Die deutsche Sprache umfasst rund 500 000 Worte – für manches Phänomen fehlt aber dennoch der passende Ausdruck. Von Christian Satorius.
Aus dem reichen Wortschatz der deutschen Sprache haben schon etliche Dichterinnen und Denker die schönsten Wort- und Gedankengebäude erschaffen. Zum „Internationalen Tag der Muttersprache“ seien hier acht Wörter anderer Sprachen vorgestellt, von denen jedes für sich schon eine Geschichte erzählt.
„Utepils“ : Das norwegische Wort lässt sich am besten mit „Draußenbier“ ins Deutsche übersetzen, aber irgendwie klingt das skandinavische Original viel schöner. Ursprünglich ist damit das erste Bier des Jahres gemeint, das man unter freiem Himmel trinken kann, ohne gleich zu erfrieren. Nach Ostern, wenn die Tage wieder länger werden und die Temperaturen allmählich steigen, ist es im hohen Norden zwar immer noch bitterkalt, aber wo ein Wille ist, ist eben auch ein „Utepils“. Heute bezeichnet das Wort jedes Bier, das draußen getrunken wird. Na, dann: Skal!
„Tartle“ : Peinlich, peinlich, wenn man den Namen einer Person vergessen hat – und bei der Begrüßung ins Stocken kommt. Dieser unschöne Moment des Zögerns, der bei dem Versuch entsteht, sich an einen Namen zu erinnern, heißt im Schottischen: „Tartle“. Der Vorteil dieses reizenden Wortes ist, dass man sich damit auch gleich entschuldigen kann: „Sorry for my tartle!“, also in etwa „Entschuldigen Sie bitte mein Zögern bei der Ansprache“. So fühlt man sich gleich besser und es ist einem nicht mehr ganz so peinlich zu Mute. Bis wir das praktische „Tartle“ auch bei uns haben, müssen wir mit einem Hüsteln die Pause überbrücken – auch wenn das die Sache eher noch peinlicher macht.

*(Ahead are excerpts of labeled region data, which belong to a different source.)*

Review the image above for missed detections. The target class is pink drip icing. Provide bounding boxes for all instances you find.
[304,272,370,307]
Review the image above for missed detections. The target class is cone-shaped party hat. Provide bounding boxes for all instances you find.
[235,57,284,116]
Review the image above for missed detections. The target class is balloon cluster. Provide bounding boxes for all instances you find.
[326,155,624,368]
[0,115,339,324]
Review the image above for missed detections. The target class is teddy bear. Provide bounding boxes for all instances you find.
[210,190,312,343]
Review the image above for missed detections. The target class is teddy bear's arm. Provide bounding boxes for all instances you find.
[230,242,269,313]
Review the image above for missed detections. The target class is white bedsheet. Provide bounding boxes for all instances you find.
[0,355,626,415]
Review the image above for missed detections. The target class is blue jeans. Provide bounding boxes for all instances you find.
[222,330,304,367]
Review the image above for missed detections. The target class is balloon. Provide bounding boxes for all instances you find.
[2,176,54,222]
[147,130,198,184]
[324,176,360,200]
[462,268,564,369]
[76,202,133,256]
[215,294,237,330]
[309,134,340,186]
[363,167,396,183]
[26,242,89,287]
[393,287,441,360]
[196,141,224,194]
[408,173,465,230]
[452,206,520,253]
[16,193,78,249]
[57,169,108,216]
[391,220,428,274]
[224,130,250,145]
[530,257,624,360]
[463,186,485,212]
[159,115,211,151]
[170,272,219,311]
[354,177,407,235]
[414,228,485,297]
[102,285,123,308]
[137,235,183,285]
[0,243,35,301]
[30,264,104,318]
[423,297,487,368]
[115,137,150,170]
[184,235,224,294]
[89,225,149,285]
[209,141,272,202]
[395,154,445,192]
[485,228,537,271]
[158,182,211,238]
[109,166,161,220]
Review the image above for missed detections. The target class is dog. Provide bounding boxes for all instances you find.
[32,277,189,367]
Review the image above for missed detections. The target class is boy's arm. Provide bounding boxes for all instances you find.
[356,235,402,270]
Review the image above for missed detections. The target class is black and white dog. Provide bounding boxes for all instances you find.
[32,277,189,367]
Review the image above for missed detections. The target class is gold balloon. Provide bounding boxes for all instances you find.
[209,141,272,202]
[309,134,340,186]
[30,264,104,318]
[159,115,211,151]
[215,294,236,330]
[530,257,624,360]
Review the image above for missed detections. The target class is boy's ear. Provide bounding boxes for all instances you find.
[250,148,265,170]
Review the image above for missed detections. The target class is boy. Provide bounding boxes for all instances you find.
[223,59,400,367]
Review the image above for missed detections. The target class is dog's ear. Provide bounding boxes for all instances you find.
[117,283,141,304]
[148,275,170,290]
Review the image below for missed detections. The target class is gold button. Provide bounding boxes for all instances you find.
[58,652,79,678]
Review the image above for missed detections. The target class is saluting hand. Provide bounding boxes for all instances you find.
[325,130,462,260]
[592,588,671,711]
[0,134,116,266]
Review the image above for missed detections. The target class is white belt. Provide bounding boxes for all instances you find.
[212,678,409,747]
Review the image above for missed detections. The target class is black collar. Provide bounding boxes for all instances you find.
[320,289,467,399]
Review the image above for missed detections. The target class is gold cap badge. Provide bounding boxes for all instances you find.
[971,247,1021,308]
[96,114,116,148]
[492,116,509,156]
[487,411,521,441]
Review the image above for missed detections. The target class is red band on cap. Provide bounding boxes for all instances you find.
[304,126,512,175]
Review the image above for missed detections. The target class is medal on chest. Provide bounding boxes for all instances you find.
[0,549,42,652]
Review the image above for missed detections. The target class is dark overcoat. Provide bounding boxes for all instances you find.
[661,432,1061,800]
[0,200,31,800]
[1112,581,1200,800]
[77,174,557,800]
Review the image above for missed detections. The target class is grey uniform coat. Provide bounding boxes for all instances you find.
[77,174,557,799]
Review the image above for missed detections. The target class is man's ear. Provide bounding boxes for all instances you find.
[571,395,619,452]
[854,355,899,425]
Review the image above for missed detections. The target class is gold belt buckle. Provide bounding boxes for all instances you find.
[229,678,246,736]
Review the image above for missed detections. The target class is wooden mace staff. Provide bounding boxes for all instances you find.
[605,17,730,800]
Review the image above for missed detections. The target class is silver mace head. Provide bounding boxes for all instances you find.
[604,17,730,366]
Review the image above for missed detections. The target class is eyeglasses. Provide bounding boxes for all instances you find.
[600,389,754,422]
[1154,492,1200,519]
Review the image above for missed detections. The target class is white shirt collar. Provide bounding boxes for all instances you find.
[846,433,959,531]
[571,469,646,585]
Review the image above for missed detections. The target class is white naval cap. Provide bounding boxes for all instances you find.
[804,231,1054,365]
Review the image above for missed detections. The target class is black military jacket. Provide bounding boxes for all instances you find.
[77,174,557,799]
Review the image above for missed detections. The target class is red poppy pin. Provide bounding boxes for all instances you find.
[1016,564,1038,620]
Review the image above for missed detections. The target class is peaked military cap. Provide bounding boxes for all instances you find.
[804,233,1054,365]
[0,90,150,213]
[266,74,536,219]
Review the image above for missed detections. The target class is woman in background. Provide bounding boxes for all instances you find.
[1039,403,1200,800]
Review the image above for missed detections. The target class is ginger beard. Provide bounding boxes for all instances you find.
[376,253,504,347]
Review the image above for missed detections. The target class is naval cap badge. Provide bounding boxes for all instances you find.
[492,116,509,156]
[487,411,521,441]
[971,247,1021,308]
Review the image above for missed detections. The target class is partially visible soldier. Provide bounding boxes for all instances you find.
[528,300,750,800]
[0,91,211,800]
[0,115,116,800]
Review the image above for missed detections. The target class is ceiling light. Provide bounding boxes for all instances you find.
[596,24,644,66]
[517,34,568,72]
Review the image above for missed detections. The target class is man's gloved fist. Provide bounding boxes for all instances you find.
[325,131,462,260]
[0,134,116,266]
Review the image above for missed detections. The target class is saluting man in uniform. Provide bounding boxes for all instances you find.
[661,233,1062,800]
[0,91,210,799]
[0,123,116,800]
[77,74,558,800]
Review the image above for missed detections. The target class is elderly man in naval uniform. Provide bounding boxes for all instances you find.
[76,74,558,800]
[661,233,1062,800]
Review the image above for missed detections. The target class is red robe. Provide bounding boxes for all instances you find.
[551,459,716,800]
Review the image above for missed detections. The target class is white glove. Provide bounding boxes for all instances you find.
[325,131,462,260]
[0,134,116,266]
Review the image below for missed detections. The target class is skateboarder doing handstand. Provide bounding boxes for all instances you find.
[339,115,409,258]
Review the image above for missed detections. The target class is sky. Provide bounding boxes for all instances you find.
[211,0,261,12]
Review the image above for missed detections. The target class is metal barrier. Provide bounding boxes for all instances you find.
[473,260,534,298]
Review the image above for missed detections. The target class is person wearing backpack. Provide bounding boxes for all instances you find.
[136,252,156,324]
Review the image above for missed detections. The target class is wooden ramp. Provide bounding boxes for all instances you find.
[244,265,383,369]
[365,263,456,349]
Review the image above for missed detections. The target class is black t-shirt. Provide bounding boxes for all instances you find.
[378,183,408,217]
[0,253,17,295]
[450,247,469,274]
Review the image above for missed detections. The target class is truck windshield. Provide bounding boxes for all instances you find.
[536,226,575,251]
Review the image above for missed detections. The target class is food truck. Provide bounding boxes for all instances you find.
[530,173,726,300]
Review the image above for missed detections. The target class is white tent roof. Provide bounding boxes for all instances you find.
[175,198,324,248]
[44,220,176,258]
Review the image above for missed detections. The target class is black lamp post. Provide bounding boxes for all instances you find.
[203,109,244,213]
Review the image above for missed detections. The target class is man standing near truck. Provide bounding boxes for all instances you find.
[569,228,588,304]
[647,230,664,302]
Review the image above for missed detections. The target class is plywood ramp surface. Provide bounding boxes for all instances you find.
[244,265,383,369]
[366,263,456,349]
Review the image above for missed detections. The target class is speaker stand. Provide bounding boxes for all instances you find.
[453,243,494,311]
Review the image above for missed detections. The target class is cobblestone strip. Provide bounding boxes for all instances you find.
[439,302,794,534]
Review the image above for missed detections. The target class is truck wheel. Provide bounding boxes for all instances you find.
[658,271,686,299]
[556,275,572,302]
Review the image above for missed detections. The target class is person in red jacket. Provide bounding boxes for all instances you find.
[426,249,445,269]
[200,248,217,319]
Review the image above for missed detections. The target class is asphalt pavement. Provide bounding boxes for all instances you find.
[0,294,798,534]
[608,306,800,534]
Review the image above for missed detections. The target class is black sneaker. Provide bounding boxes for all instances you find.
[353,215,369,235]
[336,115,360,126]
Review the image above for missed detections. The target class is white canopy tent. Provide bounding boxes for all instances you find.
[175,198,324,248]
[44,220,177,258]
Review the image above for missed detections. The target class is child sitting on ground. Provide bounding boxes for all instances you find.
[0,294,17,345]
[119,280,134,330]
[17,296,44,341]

„Iktsuarpok“ : Wer monatelang allein im Iglu sitzt, kann sich schon mal langweilen. Kein Wunder also, wenn man ab und zu rausgeht, um zu gucken, ob vielleicht Besuch kommt. Genau dafür gibt es in der Sprache der Inuit, dem Inuktitut, ein Wort: „Iktsuarpok“. Einfach nur warten, ob Besuch kommt, geht nicht, denn schließlich haben klassische Iglus keine Fenster. Man muss sich also aufraffen und raus in die eisige Kälte. Zwar wohnt heutzutage kein Inuit mehr im Iglu, das schöne „Iktsuarpok“ hat sich aber dennoch bis heute erhalten.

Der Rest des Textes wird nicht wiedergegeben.